第37章 帰還、残された時間
「そろそろ始めましょうぜ!せっかくの料理も冷めちまいますし!」
オルオの一声で場の空気が纏まり、間にペトラとモブリットが注いでくれていた飲み物が全員に回ったところで、今回の幹事であるハンジが立ち上がった。
右手には今しがた注がれたばかりの濃い赤紫をした葡萄酒が掲げられる。
「よぉし!今日はめでたい日だから無礼講だ!酒も料理もたくさんあるからみんな遠慮せずに食べてくれ!それじゃ、エマの誕生日を祝って、乾杯!!」
「「「乾杯!!」」」
ハンジの音頭を合図にカチンとグラスのぶつかる涼し気な音が鳴り響く。
少し早めの、エマの誕生日を祝うささやかなパーティの始まりだ。
*
それぞれに酒を呷ったり、料理をつついたり思い思い時を過ごしていた。
そんな中皆が代わる代わる訪れたのは、やはりエマのところだ。
調査兵団に戻ってきて、一通り救出作戦のお礼は全員に伝えてはいたものの、逆に言えばその時に少し話しただけだったので、こうして皆と腰を据えて話すのはとても久しぶりのことだった。

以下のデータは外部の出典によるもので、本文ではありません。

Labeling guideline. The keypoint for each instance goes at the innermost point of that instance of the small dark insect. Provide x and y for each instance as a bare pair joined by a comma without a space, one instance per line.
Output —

「エマがお世話してたかすみ草、だいぶ蕾が膨らんできたのよ!あと一週間もすれば咲くんじゃないかしら?」
「ペトラ、代わりにお世話してくれてありがとう。綺麗に咲いてくれるとといいな。」
「それがねぇ、私半分くらいしか行けてなくて。いつも行くと、先に水やりも雑草抜きも終わってるの!」
「え?じゃあペトラの他に誰かが?」
「フフ、実は…ミケさんがね!」
「え?!」
ハンジが座っていた席に腰掛けたペトラが、ミケにチラリと目線をやりながら“意外よね?”と声を弾ませ耳打ちする。
リヴァイから、花壇の世話はペトラがしていると聞いていたからそうだとばかり思っていたけれど、まさかミケまでやってくれていたとは。
いつかの早朝、ミケと二人でかすみ草の種を撒いたことを思い出した。驚いたけれど素直に嬉しい。
「ミケさん!かすみ草のお世話、してくださってたんですね。ありがとうございます!」
エマは斜め向かいに座るミケへ感謝を伝えた。
少し離れているし周りは騒がしいのでそこそこに声を張る。